Early Male Retirees Don't Harm Workers

THERE'S been considerable wringing of hands by politicians and others in the United States about the trend toward early retirement by men. This post World War II trend accelerated in the 1960s and 70s, leading to a dramatic decline in work effort and earnings among the elderly. Keeping people in the work force longer, say these concerned people, would raise national output, reduce the costs of Social Security, and improve the well-being of older Americans. The trend becomes especially worrisome, they add, in the face of the projected slow growth of the labor force in the 1990s as fewer children mature and start work. Further, the size of the elderly population will expand greatly when the baby boom generation retires after the turn of the century. About the year 2010, it is said, the working population will be heavily burdened by the necessity to support financially the large retired population.

Two economists, Gary Burtless of the Brookings Institution, and Alicia Munnell, research director at the Federal Reserve Bank of Boston, calm some of those fears in an article in the Boston Fed's latest New England Economic Review. Here are some of their points from the article and from interviews:

1. The aging of the population does mean that in the future those working will support a greater proportion of retirees. In any one year, both those retired and those working are consuming goods and services produced mostly in that year by those working. But a gradual rise in productivity between now and the next century should make that burden more bearable. If saving rates improve, a higher ratio of capital to labor (e.g., more automation) will boost productivity and living standards.

2. Early retirement does reduce national output from what it would otherwise be. But this is not necessarily bad. The aim of a nation's economic system is the greatest welfare of its citizens. If many of those citizens prefer more leisure (retirement) to working to pay for more goods, fine and dandy. Mr. Burtless and Mrs. Munnell figure that those retiring early are mostly paying the extra cost themselves, and not shifting it onto those who decide to retire later. Most early retirees are living off accumulated assets, military pensions, or private pensions. Those left in the work force may get promoted faster and thus benefit.
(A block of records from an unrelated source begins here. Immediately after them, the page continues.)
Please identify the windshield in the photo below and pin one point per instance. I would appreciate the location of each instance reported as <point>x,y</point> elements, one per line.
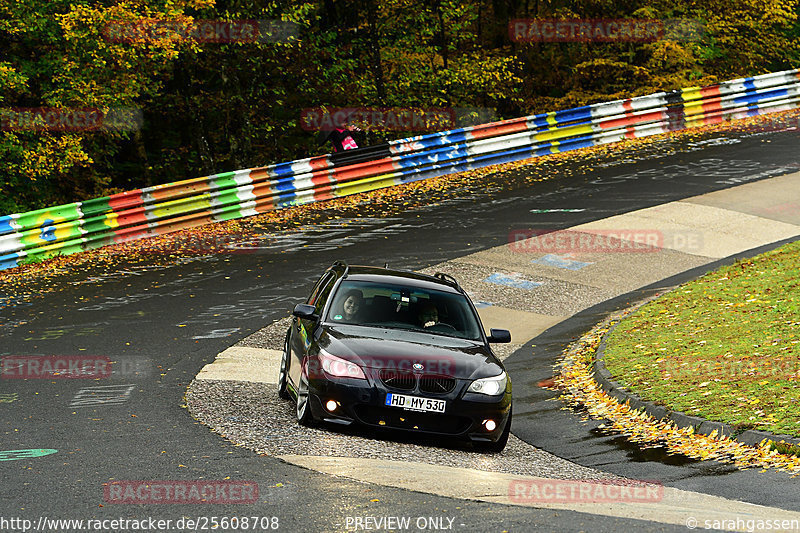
<point>396,306</point>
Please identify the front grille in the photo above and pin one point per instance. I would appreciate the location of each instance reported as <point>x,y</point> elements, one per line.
<point>436,384</point>
<point>398,380</point>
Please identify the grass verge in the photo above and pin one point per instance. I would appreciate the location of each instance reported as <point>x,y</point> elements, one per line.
<point>725,347</point>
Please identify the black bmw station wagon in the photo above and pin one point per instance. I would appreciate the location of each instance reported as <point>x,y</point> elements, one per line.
<point>396,350</point>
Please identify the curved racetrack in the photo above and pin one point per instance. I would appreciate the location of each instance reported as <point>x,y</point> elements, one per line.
<point>161,325</point>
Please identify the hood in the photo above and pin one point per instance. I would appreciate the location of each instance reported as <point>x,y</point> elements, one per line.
<point>394,349</point>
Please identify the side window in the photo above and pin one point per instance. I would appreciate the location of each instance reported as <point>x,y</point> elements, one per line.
<point>318,287</point>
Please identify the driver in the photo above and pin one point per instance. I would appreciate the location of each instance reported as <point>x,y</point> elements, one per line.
<point>353,303</point>
<point>428,315</point>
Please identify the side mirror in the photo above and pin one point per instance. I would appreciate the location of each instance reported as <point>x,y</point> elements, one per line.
<point>499,336</point>
<point>305,311</point>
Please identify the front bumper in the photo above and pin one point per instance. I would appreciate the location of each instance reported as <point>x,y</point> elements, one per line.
<point>363,402</point>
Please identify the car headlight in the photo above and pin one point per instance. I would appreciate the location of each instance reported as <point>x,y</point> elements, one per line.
<point>338,367</point>
<point>490,386</point>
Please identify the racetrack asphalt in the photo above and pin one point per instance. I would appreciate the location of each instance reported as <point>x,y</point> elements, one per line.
<point>163,325</point>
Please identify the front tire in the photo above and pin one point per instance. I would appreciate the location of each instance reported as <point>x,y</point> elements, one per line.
<point>304,416</point>
<point>283,389</point>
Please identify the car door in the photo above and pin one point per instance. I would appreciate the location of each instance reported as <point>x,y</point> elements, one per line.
<point>303,330</point>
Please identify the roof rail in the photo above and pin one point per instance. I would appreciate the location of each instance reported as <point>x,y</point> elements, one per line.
<point>447,278</point>
<point>342,264</point>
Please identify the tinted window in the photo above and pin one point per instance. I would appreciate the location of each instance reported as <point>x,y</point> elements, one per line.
<point>397,306</point>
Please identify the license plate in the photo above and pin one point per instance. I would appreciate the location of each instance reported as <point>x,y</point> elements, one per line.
<point>415,403</point>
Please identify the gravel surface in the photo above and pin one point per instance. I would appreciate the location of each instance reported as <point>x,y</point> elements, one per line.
<point>251,415</point>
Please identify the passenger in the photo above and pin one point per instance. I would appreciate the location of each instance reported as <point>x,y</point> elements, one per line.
<point>353,304</point>
<point>428,315</point>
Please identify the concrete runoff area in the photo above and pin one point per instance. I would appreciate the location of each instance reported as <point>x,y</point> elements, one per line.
<point>722,223</point>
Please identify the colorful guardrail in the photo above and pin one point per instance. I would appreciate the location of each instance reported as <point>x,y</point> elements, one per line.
<point>166,208</point>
3. The Social Security pension system has now been structured so that early retirees do not add to system costs. Pension benefits are not available before age 62. Those who retire before the normal retirement age of 65 get benefits that are reduced on an actuarial basis so that their lifetime benefits are about the same on average as those who retire later. The age at which full benefits are payable is being extended gradually to 66 by 2009, then to 67 by 2027 - a move designed to eliminate a Social Security deficit. For those retiring after 65, the benefits will be gradually increased through 2008 to be more fair actuarially.

4. During the 1980s, the trend toward early retirement slowed and may have actually halted for men over 62. However, early retirements may increase in the current economic slump. Some companies offer older workers financial inducements to retire early when needing to cut back their payrolls. Other older workers, laid off, may find it so difficult to find another job paying as well that they decide to retire.

5. Once the slump is past, the slowdown in the influx of new workers into the labor force may make management more eager to eliminate early retirement incentives and develop flexible job options to hold on to the skilled older worker.

6. The fertility of American women, long in decline to a level below the rate of replacement, has swung back up again to about 2.1 on average - the level where a population maintains itself. The baby boomers are having more babies, though perhaps late in their life by past standards. In around 20 years, these youngsters will join the work force and pay Social Security taxes. 7. Many working Americans complain that they have inadequate leisure time. This complaint has become more common as a large proportion of women entered the labor force in recent decades (a trend that slightly reversed itself in the last year). Women, indeed, are more likely to work between the ages of 50 and 64 than they were in the past. In essence, some people are catching up on leisure by retiring early.